Who’s afraid of Mario Draghi? Looking at the euro, currency traders are.
The US churned out some decidedly unimpressive jobs data late last week, with a slower than expected pace of job creation and a small rise in the jobless rate. Seasonal effects and economists’ famously poor form in predicting and measuring August jobs are likely to have played a role, but a payrolls miss is a payrolls miss. The market reaction: nothing more than a brief drop in the buck.
One factor holding back a more pronounced reaction is the risk of a sense of humour failure from the European Central Bank president. Mr Draghi is due to take to the stage on Thursday after what is expected to be a humdrum decision to keep interest rates and asset purchases on hold for now. The question is the force with which he pushes back at the strength of the euro. Silence on the matter is not really an option, unless the central bank is truly happy to send the currency flying and push the inflation target further out of reach.

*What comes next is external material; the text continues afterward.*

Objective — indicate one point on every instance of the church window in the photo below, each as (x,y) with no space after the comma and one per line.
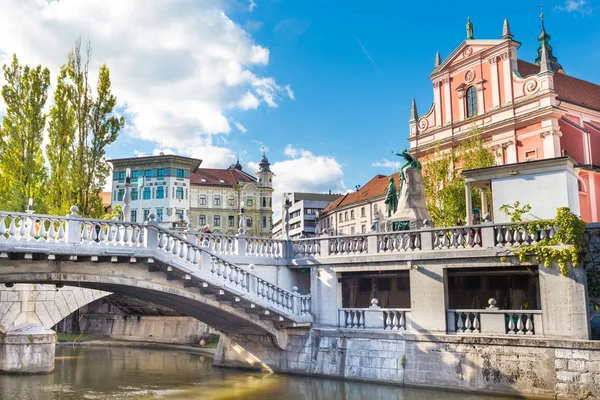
(471,101)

“We know that the market is shrinking back from higher euro levels,” says Ulrich Leuchtmann, an analyst at Commerzbank in Frankfurt. “If Draghi was going to say nothing material on the euro again on Thursday (as was the case at the ECB press conference in July or in his speech in Jackson Hole in August) the door would be wide open for stronger exchange rates.”
A jump to $1.25, from about $1.19 now, would certainly be achievable in that scenario, he adds. Mr Draghi is a very different beast to his predecessor Jean-Claude Trichet, whose messages about “brutal” rises in the euro and “strong vigilance” over the inflation outlook were well-known coded instructions to sell the currency.
Still, investors know what they are looking for, especially since Mr Draghi pointedly noted in March 2014 that “each 10 per cent permanent effective exchange rate appreciation lowers inflation by around 40 to 50 basis points”.
In an extreme scenario where Mr Draghi lost his grip on the currency, and the euro made it above $1.25, do not rule out an extension of the central bank’s bond-buying programme, warns Frederik Ducrozet at Pictet. So it is likely not only currency watchers who are nervous.